I tried StoryMill a few months ago and, while I found it revolutionary compared to my previous approach to writing (i.e. staring at an empty text file and flipping through my pages of handwritten notes until I figured out where to start) I nevertheless found it lacking - which is why, newly aware that such software existed, I went looking for something more suited to me. That’s how I found Scrivener. Since then it’s become one of my favourite applications.
It’s interesting to hear other people’s perceptions of StoryMill as compared to Scrivener, and I’ll offer mine for contrast. StoryMill strikes me as being more of a playwright’s tool than anything else, because of the way it’s organised.
In StoryMill the text is meant to be divided into chapters and then subdivided into scenes. There is also a section for background info such as character bios, location details, etc. The segmented approach to writing was new to me, and I found it helpful, but I don’t think in “scenes”; I think in blocks of text which are sometimes defined by theme, sometimes by time, sometimes by place, sometimes by relation to a certain character, etc. I found myself spending a lot of time trying to adapt the predetermined organisation structure to the way I think.
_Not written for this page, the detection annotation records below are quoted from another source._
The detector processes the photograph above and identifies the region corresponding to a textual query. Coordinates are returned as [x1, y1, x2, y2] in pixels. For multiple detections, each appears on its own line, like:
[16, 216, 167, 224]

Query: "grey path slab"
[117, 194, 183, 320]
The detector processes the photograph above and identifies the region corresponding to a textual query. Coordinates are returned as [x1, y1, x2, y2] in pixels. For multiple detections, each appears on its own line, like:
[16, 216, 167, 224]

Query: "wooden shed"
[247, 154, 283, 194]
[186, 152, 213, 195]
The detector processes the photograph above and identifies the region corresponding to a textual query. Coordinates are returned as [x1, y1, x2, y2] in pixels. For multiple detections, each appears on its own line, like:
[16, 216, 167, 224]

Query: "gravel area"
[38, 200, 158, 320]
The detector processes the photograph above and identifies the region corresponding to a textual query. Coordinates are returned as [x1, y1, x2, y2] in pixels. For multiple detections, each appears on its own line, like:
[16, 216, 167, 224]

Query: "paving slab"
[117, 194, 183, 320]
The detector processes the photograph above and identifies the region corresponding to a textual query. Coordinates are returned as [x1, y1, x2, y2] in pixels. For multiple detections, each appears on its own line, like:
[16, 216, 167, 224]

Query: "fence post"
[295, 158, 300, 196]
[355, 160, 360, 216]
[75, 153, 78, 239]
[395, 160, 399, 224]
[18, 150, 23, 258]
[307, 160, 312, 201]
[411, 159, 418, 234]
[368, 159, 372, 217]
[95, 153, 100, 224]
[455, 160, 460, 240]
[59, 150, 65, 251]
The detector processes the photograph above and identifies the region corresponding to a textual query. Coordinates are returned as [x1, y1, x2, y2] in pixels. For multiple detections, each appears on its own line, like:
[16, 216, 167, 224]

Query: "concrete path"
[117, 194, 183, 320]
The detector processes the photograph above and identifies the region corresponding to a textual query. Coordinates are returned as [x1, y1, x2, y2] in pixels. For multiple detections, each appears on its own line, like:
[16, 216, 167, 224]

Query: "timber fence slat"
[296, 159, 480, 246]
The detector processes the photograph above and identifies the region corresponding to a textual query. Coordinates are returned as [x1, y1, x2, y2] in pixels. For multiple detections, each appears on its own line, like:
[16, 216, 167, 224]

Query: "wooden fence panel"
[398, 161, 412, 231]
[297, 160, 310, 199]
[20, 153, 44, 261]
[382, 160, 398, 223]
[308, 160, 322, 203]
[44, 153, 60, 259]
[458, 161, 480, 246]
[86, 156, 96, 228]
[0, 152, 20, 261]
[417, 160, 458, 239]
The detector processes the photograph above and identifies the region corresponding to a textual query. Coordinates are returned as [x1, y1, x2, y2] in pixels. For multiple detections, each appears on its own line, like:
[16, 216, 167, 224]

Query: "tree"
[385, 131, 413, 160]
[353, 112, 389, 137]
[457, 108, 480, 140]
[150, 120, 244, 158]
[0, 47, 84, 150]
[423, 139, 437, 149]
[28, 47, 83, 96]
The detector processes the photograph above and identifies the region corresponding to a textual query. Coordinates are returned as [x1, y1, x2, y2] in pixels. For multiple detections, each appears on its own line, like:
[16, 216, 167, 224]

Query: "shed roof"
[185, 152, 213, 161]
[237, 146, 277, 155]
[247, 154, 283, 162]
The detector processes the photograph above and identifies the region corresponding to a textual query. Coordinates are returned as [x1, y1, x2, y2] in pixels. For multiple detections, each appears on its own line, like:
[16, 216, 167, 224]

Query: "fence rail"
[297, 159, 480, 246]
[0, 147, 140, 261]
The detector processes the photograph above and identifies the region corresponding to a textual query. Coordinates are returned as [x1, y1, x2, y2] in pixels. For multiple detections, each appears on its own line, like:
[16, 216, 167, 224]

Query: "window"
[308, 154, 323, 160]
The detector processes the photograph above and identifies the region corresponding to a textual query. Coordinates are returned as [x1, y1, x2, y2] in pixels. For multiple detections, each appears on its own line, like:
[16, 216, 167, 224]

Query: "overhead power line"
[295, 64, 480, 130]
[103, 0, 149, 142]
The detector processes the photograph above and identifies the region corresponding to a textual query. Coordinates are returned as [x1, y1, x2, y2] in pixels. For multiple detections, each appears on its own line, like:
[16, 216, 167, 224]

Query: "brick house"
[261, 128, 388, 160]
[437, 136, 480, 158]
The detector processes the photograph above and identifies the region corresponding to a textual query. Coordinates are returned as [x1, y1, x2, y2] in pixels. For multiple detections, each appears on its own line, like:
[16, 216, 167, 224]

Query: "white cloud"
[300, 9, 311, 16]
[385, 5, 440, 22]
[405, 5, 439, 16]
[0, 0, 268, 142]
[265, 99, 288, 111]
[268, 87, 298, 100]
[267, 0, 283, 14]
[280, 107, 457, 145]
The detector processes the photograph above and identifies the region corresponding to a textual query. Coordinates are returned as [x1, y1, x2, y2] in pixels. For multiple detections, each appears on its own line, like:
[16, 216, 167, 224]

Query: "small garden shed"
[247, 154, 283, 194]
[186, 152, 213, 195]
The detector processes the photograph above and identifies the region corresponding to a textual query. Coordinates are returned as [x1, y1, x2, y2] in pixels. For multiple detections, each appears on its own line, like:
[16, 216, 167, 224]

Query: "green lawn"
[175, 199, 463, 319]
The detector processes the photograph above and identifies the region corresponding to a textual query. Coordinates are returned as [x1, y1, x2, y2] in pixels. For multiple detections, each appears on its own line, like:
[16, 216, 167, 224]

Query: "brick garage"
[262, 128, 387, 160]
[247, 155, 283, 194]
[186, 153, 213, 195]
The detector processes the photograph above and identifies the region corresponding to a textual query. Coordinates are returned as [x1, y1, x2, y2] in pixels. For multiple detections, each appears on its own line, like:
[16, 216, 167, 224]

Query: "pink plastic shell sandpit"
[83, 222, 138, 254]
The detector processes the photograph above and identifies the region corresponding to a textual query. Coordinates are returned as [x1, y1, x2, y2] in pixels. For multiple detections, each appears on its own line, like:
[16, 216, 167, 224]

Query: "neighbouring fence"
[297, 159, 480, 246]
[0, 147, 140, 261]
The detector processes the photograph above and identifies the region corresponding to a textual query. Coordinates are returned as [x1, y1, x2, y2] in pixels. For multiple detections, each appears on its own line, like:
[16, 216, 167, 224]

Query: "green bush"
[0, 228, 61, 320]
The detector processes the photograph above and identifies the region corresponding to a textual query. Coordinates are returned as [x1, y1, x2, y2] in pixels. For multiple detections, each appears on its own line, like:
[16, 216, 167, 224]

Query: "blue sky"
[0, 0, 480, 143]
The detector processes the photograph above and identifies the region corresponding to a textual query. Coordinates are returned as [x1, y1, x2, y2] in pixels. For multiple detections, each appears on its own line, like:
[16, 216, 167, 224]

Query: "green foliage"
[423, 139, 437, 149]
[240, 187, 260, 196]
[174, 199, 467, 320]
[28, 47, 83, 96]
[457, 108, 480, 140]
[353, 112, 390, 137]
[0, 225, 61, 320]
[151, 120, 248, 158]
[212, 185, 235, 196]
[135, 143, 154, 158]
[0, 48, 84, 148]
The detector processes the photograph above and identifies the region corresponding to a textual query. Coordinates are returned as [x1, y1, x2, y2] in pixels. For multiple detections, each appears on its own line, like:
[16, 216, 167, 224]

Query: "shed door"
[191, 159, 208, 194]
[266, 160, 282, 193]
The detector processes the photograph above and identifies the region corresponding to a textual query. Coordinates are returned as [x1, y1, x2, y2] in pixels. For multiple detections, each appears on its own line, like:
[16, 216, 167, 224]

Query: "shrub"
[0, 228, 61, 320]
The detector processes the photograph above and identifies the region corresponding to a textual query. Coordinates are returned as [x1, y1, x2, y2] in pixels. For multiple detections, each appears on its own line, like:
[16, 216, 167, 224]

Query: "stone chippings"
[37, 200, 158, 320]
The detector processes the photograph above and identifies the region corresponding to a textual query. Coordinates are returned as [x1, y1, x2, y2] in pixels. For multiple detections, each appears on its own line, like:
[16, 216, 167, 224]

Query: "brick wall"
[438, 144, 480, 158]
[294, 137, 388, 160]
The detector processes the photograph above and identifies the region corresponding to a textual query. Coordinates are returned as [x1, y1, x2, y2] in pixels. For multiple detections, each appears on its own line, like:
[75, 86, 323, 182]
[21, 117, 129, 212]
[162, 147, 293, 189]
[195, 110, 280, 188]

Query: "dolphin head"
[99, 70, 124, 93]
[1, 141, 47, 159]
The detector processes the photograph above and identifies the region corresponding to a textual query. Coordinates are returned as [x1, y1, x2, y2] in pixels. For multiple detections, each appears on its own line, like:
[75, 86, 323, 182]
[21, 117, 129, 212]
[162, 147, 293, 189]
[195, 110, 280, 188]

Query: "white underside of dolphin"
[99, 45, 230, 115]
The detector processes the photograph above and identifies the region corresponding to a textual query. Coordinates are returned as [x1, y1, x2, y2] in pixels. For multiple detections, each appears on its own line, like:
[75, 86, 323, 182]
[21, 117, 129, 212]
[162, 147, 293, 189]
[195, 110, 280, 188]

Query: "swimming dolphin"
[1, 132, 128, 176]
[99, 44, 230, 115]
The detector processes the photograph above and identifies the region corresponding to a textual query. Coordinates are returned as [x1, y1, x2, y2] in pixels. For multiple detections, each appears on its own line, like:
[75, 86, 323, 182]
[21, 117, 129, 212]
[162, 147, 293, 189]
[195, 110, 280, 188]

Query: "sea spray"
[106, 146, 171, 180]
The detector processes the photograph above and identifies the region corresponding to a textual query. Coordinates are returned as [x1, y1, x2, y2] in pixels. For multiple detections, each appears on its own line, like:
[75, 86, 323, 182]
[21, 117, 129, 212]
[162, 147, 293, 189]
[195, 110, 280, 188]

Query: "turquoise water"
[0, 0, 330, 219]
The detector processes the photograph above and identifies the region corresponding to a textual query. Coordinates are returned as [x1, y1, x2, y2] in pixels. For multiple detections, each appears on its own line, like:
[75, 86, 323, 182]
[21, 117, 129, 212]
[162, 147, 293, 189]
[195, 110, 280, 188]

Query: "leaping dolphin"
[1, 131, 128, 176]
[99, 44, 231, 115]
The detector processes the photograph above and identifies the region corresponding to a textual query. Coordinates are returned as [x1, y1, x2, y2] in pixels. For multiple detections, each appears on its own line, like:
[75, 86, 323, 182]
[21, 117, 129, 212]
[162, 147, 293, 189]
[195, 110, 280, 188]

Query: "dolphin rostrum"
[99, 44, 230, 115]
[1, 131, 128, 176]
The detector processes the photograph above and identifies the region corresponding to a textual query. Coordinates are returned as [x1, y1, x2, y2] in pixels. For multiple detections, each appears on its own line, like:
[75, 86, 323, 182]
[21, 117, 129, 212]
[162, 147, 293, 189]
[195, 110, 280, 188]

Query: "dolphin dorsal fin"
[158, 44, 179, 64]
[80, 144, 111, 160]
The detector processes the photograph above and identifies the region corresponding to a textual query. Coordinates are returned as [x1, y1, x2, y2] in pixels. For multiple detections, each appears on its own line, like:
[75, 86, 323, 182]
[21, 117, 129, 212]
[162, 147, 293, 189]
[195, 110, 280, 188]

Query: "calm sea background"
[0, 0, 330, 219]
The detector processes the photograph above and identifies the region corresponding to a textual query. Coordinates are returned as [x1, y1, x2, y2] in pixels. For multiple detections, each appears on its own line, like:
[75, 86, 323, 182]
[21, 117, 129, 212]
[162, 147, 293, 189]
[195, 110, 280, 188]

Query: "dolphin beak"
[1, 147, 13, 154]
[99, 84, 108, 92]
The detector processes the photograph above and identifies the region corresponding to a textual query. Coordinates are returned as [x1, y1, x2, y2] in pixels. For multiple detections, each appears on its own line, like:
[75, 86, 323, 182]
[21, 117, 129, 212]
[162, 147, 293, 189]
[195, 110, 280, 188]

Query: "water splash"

I also found it immensely frustrating that StoryMill doesn’t (yet) have a function to view your entire text all at once. Eventually, I decided to see if there was something out there that would work better for me.
I love that Scrivener gives you the tools to build your own organisational structure. With the ability to construct a hierarchy of documents and folders, I can divide things up by whatever criteria I like, and I find that determining that structure myself is a valuable brainstorming tool. I also love the outlining and corkboarding functions, and the ability to see all of my text or any combination of various parts of my text in scrivenings mode. Footnoting and annotation are invaluable both as a means of referencing, and as a vehicle for asides, mental notes, etc.
I bought Scrivener with fiction writing in mind, but I’ve also begun to use it for other things. I’m a law student, and Scrivener is a fantastic tool for research papers (although I still take notes and make summaries in an outlining program, my indispensable CircusPonies Notebook). I also translate prose and poetry from Latin to English, and it’s very well suited to that for various reasons which I won’t go into here. The same flexibility that makes Scrivener the right fiction writing tool for me also makes it useful in a number of other contexts.
Since this is my first post (I am a notorious lurker and didn’t even register until a few days ago) let me take the opportunity to say thank you. Both StoryMill and Scrivener are fantastic programs, but this is the one that works for me. I can’t imagine working without it, now.